A retired Aurora police detective who spent 41 years on the job kept 30 boxes of investigative material in his home under his floorboards for years, Chief Todd Chamberlain said in a news conference Thursday.
The chief called the retired detective’s actions “unacceptable” and acknowledged that the records-keeping breach raises “legitimate concerns” about the police department’s processes.
The detective, whom Chamberlain declined to name, kept the materials — which included binders, reports, photographs, VHS tapes, handwritten notes and other documents — in a crawlspace under his home, Chamberlain said in a Thursday news conference.
The chief said the material has been connected to 35 cases. Eric Ross, a spokesman for the 18th Judicial District Attorney’s office, said prosecutors were reviewing about 80 filed cases connected to the materials. Chris Hopper, a spokesman for the 17th Judicial District Attorney’s office, said prosecutors there were examining 11 cases.
Asked about the discrepancy, Matt Longshore, a spokesman for the police department, said the 35 cases were the cases police identified in which a suspect was convicted and there was “some sort of significant impact.”
“We’ll call them high-profile cases,” he said. “Someone was actually arrested, charges were filed. That is the 35 number.”
Chamberlain said investigators have not found evidence that the retired detective tampered with evidence or acted with malice, which could constitute a crime. He said the police department can’t take administrative action against the detective since he is retired. He added the investigation is ongoing.
The police department became aware the retired detective kept the material in March, when a current detective working a 1997 cold case could not find “case materials” related to that investigation, Chamberlain said. The current detective contacted the retired detective, who had handled the case previously, and the retired detective had the materials at his home, along with material related to other cases, the chief said.
“That caused a number of red flags,” Chamberlain said.
Police officials launched an investigation, seized the investigative materials from the retired detective’s home and alerted local prosecutors in April, according to the police department. Police investigators have spent months combing through the materials, examining and re-cataloguing them, Chamberlain said.
Investigators found that much of the material the retired detective kept at his home was redundant to material in the police case files — that is, the detective took home copies. Investigators did not find any direct physical evidence, like DNA, blood samples or fingerprints, among the hidden-away boxes, Chamberlain said.
While much of the material was redundant, not all of it was, Easterwood said. The boxes did include some unique information in open cold cases, she said.
Police investigators found no information in the boxes that “compromised any prosecutions,” the chief said, though Ross and Hopper each said prosecutors’ reviews are still ongoing.
“There is no information that there was anybody that was tried, anybody held accountable, any case, any victim, any suspects that were impacted in any way by any of the material that was found in that retired detective’s home,” Chamberlain said. “That is incredibly important to me.”
James Karbach, a spokesman for the Office of Colorado State Public Defender, said Thursday that the discovery of the materials raises concerns that defendants in the past were unfairly prosecuted.
“From a defense attorney perspective, we see frequently discovery problems where information does not make its way the way it is supposed to from the police department to the prosecution to the defense,” he said. “And this really raises concerns about whether all of the notes and casework that this detective was doing made its way.”
Ross said prosecutors in the 18th District, which includes Arapahoe County, have not yet found material that was not properly disclosed during prior prosecutions, but emphasized that the review is ongoing.
“We’re reviewing it,” Ross said. “We have not found any cases thus far where evidence was withheld or not given to the defense, but if we do find them, we are legally obligated to turn over that discovery to the defendant’s counsel.”
Hopper said prosecutors in the 17th District’s office, which covers Adams County, “are cross-referencing each file to confirm that all evidence has been properly preserved and disclosed during the prosecution of each case,” and said that review, which is underway, will determine prosecutors’ next steps.

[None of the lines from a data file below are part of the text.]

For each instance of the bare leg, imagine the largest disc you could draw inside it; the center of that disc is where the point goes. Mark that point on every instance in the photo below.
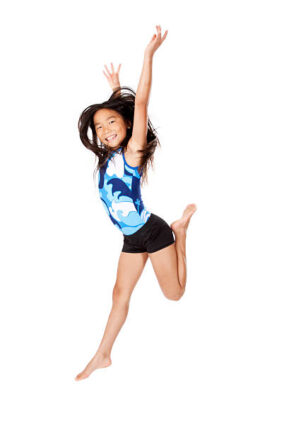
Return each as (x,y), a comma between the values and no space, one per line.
(169,263)
(130,267)
(180,229)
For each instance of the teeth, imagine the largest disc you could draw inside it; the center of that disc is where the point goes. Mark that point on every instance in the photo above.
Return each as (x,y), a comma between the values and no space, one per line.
(111,138)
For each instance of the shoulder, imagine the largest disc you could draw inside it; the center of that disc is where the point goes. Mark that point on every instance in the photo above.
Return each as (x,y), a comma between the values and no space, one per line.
(132,155)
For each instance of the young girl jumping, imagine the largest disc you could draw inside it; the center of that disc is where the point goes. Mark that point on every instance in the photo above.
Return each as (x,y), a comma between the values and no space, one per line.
(123,139)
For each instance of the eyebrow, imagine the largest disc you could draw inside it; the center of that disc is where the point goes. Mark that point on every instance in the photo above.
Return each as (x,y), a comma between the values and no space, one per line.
(107,119)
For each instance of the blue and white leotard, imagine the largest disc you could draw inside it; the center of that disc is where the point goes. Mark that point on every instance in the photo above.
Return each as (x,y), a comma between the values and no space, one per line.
(119,190)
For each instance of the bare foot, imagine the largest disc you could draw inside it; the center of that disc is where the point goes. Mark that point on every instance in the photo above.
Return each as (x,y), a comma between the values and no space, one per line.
(182,223)
(99,360)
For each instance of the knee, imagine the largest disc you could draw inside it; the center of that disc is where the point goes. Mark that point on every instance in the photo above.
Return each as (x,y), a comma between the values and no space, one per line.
(119,296)
(177,295)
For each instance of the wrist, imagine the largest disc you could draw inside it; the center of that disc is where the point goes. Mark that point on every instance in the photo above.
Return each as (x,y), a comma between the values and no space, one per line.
(148,55)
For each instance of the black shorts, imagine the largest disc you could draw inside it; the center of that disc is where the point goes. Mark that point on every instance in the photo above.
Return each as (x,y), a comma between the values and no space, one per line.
(154,235)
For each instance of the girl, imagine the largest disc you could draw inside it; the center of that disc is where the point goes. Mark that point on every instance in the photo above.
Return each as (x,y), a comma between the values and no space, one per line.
(124,141)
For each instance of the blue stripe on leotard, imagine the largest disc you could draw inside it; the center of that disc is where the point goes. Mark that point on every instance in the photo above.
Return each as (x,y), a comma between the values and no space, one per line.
(119,190)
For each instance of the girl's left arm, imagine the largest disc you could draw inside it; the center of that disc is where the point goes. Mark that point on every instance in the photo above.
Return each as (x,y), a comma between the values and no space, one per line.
(140,121)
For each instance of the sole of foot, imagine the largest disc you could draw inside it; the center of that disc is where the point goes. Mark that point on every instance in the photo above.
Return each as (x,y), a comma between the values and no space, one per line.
(98,361)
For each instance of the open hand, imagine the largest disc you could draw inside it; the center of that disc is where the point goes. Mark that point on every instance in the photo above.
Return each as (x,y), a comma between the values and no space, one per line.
(156,41)
(112,77)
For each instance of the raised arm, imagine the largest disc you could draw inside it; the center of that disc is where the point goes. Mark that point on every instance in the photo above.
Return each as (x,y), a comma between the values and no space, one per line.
(113,77)
(140,121)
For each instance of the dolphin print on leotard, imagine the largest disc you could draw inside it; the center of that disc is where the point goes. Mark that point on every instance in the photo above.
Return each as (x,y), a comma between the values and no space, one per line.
(120,192)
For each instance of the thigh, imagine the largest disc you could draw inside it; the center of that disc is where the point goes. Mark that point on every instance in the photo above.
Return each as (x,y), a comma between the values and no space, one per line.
(165,265)
(129,270)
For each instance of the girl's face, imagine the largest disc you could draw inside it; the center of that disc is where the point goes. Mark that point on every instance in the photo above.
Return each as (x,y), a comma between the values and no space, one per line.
(110,127)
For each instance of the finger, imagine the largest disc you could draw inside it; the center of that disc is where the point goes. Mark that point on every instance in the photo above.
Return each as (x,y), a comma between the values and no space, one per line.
(165,35)
(107,69)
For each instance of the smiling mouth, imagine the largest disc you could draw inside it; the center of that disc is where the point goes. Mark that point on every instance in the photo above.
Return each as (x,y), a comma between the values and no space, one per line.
(111,138)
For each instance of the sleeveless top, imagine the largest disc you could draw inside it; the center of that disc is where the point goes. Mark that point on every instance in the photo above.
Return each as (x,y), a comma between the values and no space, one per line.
(119,190)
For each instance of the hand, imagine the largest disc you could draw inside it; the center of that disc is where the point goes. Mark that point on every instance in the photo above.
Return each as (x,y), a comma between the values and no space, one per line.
(112,77)
(155,42)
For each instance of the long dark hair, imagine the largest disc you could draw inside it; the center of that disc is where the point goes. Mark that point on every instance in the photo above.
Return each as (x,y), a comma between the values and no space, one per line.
(122,100)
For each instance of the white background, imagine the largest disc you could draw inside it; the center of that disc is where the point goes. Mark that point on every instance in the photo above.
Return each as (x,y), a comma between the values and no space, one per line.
(212,361)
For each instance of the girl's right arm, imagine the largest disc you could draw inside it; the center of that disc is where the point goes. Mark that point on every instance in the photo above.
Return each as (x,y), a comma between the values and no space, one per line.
(113,77)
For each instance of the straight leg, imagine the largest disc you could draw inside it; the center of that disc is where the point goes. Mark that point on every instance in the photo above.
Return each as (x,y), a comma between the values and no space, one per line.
(130,267)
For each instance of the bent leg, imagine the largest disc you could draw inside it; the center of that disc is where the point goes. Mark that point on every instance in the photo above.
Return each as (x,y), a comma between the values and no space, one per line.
(166,267)
(169,263)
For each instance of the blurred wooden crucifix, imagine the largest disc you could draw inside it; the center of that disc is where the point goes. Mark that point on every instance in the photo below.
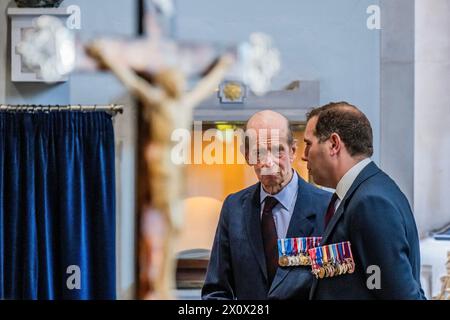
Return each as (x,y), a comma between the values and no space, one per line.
(155,70)
(166,106)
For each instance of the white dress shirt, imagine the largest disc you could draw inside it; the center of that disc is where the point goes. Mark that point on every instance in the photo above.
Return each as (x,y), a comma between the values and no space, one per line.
(347,180)
(283,211)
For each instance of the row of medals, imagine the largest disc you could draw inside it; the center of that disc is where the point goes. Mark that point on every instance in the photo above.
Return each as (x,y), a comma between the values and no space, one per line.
(298,260)
(331,269)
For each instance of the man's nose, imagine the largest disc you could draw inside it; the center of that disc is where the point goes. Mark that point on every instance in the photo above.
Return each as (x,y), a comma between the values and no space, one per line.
(268,160)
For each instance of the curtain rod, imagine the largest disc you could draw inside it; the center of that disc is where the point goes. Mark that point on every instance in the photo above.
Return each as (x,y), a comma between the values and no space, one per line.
(47,108)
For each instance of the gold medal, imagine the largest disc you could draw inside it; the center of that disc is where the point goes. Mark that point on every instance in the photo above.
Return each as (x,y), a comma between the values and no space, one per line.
(283,261)
(351,265)
(321,272)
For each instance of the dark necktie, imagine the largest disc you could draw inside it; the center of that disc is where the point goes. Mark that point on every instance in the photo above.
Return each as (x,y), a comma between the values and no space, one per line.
(330,210)
(269,236)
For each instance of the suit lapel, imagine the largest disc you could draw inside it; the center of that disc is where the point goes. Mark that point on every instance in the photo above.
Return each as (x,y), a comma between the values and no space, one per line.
(370,170)
(252,207)
(300,225)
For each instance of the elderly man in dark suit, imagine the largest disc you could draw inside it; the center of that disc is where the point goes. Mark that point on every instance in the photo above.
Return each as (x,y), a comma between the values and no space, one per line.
(244,257)
(367,209)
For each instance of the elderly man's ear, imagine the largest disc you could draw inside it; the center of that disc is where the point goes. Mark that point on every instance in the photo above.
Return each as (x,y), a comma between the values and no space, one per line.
(294,148)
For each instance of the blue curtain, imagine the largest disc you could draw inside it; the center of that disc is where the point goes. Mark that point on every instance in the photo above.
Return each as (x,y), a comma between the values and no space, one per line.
(57,206)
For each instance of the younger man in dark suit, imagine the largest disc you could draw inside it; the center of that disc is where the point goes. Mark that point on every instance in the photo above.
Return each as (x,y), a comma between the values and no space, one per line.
(368,210)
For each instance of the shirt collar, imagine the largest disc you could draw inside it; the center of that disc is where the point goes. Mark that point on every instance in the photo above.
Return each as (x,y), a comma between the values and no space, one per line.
(349,177)
(286,195)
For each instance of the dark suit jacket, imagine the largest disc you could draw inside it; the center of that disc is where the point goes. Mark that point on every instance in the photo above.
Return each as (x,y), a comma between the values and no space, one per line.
(237,268)
(376,218)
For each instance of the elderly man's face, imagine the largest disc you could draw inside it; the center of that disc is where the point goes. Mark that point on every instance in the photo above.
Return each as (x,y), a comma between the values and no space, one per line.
(270,155)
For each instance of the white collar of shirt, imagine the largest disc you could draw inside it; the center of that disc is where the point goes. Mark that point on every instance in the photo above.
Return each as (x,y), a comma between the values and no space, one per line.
(349,177)
(286,195)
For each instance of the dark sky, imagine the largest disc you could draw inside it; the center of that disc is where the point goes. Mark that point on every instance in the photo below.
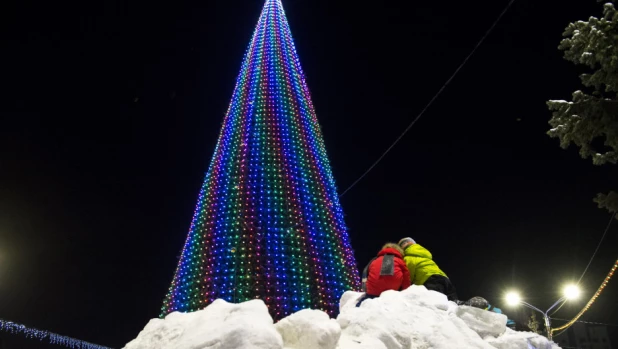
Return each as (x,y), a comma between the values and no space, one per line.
(111,110)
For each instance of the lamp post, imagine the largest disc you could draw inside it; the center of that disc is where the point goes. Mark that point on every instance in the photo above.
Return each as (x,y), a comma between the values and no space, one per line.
(570,292)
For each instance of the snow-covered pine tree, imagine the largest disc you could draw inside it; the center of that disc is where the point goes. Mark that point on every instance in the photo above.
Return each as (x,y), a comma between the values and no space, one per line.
(590,120)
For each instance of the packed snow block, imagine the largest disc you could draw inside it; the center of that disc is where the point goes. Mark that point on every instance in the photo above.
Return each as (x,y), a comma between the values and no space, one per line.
(362,342)
(349,299)
(521,340)
(392,319)
(483,322)
(221,325)
(309,329)
(453,333)
(423,296)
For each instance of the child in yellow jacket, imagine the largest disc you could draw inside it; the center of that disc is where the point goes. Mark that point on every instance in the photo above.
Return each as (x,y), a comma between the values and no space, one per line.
(424,271)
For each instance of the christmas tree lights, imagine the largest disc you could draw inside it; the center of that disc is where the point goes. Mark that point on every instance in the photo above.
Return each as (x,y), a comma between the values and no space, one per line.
(268,223)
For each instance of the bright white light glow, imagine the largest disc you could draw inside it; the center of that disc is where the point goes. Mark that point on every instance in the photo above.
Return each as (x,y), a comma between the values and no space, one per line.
(512,298)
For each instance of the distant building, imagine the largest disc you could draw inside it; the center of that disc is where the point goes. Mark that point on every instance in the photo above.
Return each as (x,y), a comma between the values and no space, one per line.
(585,336)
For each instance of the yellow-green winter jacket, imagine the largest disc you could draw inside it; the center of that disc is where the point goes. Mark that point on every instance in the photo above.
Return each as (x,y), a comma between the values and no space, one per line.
(421,266)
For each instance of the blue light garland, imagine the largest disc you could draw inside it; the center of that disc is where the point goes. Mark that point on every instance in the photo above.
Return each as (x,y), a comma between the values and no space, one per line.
(54,338)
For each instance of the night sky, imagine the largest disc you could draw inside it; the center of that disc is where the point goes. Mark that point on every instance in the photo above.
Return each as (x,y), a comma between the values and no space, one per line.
(111,111)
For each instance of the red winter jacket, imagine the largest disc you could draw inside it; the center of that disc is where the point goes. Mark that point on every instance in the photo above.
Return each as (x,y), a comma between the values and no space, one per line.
(400,280)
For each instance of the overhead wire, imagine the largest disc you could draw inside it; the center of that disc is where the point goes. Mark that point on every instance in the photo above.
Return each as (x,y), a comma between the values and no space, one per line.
(432,100)
(611,219)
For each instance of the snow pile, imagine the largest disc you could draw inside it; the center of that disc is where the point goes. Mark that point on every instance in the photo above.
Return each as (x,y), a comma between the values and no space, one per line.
(412,319)
(221,325)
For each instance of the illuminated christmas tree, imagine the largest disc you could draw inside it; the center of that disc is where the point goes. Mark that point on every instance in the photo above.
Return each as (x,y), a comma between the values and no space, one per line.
(268,222)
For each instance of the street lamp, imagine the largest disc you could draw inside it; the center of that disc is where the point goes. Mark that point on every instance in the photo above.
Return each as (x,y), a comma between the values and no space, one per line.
(570,292)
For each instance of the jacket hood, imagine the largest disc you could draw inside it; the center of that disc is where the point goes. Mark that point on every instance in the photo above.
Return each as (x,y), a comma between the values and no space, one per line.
(390,250)
(417,250)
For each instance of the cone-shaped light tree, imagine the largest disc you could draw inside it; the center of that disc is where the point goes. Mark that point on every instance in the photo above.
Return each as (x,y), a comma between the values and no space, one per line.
(268,222)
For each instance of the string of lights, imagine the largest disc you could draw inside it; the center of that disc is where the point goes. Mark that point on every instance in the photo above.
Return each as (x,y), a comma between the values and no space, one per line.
(586,322)
(268,223)
(54,338)
(591,301)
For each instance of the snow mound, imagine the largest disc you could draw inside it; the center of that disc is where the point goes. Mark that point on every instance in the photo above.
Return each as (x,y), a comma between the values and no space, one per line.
(221,325)
(309,329)
(412,319)
(485,323)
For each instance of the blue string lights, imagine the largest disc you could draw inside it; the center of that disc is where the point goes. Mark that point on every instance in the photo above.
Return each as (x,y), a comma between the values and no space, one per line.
(54,338)
(268,223)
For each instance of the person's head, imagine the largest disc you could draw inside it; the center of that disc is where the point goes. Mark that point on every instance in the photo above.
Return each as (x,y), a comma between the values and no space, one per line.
(393,246)
(405,242)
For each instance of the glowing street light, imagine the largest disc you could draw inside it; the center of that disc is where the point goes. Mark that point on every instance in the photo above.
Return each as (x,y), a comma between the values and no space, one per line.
(571,292)
(513,299)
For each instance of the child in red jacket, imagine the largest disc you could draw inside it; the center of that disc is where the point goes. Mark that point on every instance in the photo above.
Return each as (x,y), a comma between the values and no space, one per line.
(386,272)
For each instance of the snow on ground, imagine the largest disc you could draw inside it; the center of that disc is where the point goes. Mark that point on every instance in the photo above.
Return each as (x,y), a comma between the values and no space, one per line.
(412,319)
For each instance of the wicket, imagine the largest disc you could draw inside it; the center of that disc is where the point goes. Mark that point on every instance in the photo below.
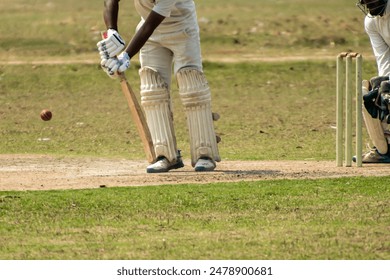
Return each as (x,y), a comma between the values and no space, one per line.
(340,96)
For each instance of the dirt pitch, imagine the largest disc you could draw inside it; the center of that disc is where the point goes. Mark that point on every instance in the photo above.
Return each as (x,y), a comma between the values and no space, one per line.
(44,172)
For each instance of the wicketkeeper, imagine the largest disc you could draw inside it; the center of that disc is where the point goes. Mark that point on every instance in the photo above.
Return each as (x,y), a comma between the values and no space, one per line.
(167,38)
(376,92)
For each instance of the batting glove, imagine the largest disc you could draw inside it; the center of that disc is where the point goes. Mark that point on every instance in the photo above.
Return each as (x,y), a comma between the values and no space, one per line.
(116,64)
(110,46)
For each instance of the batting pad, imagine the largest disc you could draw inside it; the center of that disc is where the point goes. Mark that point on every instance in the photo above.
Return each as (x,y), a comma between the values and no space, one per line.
(374,129)
(156,103)
(196,98)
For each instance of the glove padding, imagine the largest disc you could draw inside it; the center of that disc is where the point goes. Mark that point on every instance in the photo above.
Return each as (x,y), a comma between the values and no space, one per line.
(116,64)
(377,100)
(110,46)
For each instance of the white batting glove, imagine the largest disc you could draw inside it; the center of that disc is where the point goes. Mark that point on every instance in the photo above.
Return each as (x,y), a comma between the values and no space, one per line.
(116,64)
(110,46)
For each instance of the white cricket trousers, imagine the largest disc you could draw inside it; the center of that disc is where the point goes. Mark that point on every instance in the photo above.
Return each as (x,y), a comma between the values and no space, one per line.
(180,48)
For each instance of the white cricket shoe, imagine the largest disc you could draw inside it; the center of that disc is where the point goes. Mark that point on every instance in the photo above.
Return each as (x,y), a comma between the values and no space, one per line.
(205,164)
(163,165)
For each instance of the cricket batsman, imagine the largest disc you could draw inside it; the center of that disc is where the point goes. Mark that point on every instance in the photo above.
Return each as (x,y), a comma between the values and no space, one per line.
(376,92)
(167,39)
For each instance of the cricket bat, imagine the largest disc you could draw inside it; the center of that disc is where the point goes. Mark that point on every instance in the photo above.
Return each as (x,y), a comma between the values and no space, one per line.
(138,116)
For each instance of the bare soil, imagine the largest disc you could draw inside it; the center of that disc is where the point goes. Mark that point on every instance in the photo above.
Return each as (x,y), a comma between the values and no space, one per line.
(44,172)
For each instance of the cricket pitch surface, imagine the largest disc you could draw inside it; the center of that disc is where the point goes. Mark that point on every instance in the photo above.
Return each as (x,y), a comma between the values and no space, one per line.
(43,172)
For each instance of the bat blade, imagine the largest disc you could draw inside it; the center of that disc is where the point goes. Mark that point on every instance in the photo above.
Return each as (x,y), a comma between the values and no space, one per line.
(138,118)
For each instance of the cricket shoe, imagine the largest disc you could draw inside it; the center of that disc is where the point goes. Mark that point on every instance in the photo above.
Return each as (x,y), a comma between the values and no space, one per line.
(205,164)
(373,156)
(163,165)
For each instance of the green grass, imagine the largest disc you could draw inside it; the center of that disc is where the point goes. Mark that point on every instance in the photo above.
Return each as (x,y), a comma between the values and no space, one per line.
(258,103)
(298,219)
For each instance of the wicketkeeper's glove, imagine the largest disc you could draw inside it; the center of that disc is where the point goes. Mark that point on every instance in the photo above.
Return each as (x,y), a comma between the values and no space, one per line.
(116,64)
(111,46)
(377,100)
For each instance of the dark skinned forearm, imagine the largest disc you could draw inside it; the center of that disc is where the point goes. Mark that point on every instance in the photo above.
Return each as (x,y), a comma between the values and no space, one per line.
(110,13)
(146,30)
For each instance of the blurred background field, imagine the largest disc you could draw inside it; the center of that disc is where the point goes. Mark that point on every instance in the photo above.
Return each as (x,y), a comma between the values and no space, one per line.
(275,97)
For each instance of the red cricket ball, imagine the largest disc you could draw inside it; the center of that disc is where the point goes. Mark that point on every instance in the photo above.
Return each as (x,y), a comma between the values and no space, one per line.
(46,115)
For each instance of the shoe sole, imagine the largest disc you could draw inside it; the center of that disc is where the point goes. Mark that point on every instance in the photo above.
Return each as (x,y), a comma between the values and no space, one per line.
(175,166)
(203,169)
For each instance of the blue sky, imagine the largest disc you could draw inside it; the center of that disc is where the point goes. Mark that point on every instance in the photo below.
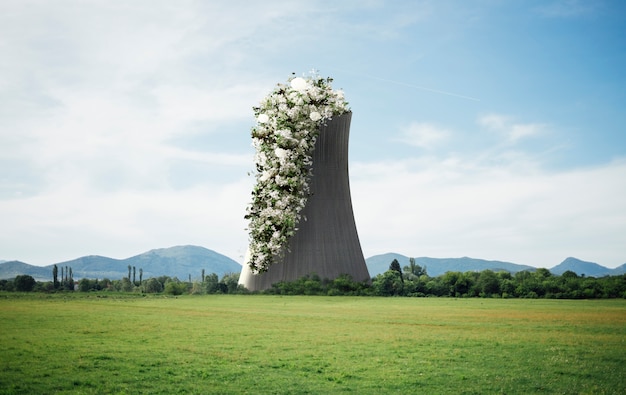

Karbach criticized Chamberlain for declining to share the retired detective’s name and questioned whether defendants in affected cases would be notified.
“This is not full transparency,” Karbach said. “…A press conference without any case numbers or names and without naming the detective is not notifying anybody of anything.”
The retired detective was hired in 1981, worked as a major crimes detective from 1996 to 2011 and retired in 2022, Chamberlain said.
“For whatever reason, this detective felt like it was something that I want to collect, this is something that I want to remember, this is something I want to keep, I don’t want to give up,” Chamberlain said. “…It is without question unacceptable. And I will embrace that standard, and I will make sure that this never happens again.”
Chamberlain said the department’s policies and procedures have changed in the years since the detective took the boxes home and since the detective retired, and that much of the material the retired detective had on paper is now stored digitally.
He emphasized that the detective appears to be an outlier, and said the detective seemed to have wrongly “normalized” keeping the material. Chamberlain said outside entities, including the city auditor’s office, have been involved in the aftermath of the discovery.
“There is no pattern of conduct, there is no systematic aspect of this as far as the organization,” Chamberlain said.